Massachusetts is the only state in the country that guarantees that homeless families be provided shelter, at the state’s expense, immediately.

But a 2012 change to the law spelled out certain eligibility criteria, including fleeing domestic abuse, fire or natural disaster, eviction, substance abuse or safety threats — or having spent the previous night in a place “not meant for human habitation.”

It’s that last threshold that has caused the most controversy.

Prior to the change, said Kelly Turley, director of legislative advocacy for the Massachusetts Coalition for the Homeless, families who found themselves suddenly upended from housing — kicked out of a friend’s house, for example — “would apply for shelter and they would be placed that night.”

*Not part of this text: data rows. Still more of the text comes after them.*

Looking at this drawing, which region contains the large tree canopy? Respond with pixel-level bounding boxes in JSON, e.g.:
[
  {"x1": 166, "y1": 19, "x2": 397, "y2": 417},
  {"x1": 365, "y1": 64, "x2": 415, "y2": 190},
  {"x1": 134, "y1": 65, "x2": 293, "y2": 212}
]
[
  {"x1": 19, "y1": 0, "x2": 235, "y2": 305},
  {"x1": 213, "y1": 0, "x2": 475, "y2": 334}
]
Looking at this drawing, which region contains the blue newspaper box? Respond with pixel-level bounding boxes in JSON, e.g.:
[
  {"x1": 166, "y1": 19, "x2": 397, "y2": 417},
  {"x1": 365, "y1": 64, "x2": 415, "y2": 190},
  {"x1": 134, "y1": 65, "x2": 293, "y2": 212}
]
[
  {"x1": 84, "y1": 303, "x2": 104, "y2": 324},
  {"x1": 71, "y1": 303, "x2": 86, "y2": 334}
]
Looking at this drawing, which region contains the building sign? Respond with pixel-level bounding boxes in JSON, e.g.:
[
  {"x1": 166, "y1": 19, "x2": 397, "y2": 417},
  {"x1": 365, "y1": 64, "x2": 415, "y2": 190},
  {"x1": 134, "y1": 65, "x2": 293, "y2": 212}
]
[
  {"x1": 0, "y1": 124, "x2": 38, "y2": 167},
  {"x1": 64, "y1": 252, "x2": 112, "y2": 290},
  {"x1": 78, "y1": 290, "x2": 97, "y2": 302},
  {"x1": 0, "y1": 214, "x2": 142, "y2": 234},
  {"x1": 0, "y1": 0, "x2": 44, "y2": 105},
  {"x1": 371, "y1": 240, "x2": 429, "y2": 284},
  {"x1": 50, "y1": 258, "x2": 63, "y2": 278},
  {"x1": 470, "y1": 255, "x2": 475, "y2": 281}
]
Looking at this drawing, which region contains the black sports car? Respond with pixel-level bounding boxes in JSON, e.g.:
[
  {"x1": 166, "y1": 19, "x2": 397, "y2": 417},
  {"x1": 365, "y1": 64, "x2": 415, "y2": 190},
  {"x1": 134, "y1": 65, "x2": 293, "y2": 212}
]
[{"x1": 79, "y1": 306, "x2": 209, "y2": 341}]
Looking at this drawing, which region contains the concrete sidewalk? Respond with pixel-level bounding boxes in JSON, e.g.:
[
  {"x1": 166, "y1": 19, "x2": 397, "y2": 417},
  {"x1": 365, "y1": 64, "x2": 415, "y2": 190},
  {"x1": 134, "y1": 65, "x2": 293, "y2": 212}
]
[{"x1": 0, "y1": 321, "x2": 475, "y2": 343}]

“But now they have to wait to show that they’ve gone to the extreme of staying in an unfit place,” Turley said — like an emergency room.

Paul McMorrow, a spokesman for the state Department of Housing and Community Development, says that families are placed in the state’s Emergency Assistance program “presumptively,” — with an assumption that they are eligible — and that no family should ever feel forced to approach an emergency room for shelter.

McMorrow said the Department has met with hospital officials to work on the issue.

Some critics of the state’s apparatus, meanwhile, point to another change in the landscape of shelter for families: the rapid decline of the state’s use of hotels and motels as temporary housing.

Under a directive by Governor Charlie Baker the state has gone from housing over fifteen hundred families in hotel rooms just over one year ago to fewer than ninety now.

The use of hotels has long been controversial, and there is widespread agreement that they are hardly ideal shelter for families.

But as the use of hotels has dwindled, while some capacity has been replaced with shelter units — not all of it has (the state has increased the use of vouchers and other programs to “divert” families who might otherwise become homeless).

In December, the nonprofit law firm Greater Boston Legal Services sued the state’s Department of Housing and Community Development, which oversees the state’s Emergency Assistance program, alleging, in part, that in its push to end the use of hotels the state has been failing to meet its legal obligations to house families.

According to a complaint filed this January, one of the named plaintiffs, a mother of two girls, aged 7 and 9 and who is pregnant, was denied emergency assistance after the family was told they had to leave a friend’s house where they’d been staying. After spending the night sleeping on the floor of an un-named nonprofit, the complaint alleges, the family re-applied for state assistance.

“They still didn’t place her then, so the next night she went to the emergency room, having no other place to go, and stayed there,” says Ruth Bourquin a senior attorney at GBLS.

State officials forcefully dispute the claim that eligible families are being turned away and say that the department is meeting its obligations under the law.

State data reviewed by WGBH News does not indicate that the state’s placement rate for homeless families has changed substantially over the last year (though critics contend that the numbers don’t include families turned away before they apply).

But the proportion of families seeking shelter after having stayed in a place “not meant for human habitation” did increase, according to state records — from 11 percent in 2015 to 19 percent last year.

Legislation recently submitted by State Representative Marjorie Decker, of Cambridge, would change the program’s requirement language, removing the criteria of having already spent the night in an unsafe place.

“The idea that someone who is not really entitled to emergency shelter wants to spend one night voluntarily in a shelter, with their children —” said Decker, “To suggest that they have a better alternative, but they’re not choosing it, is absurd.”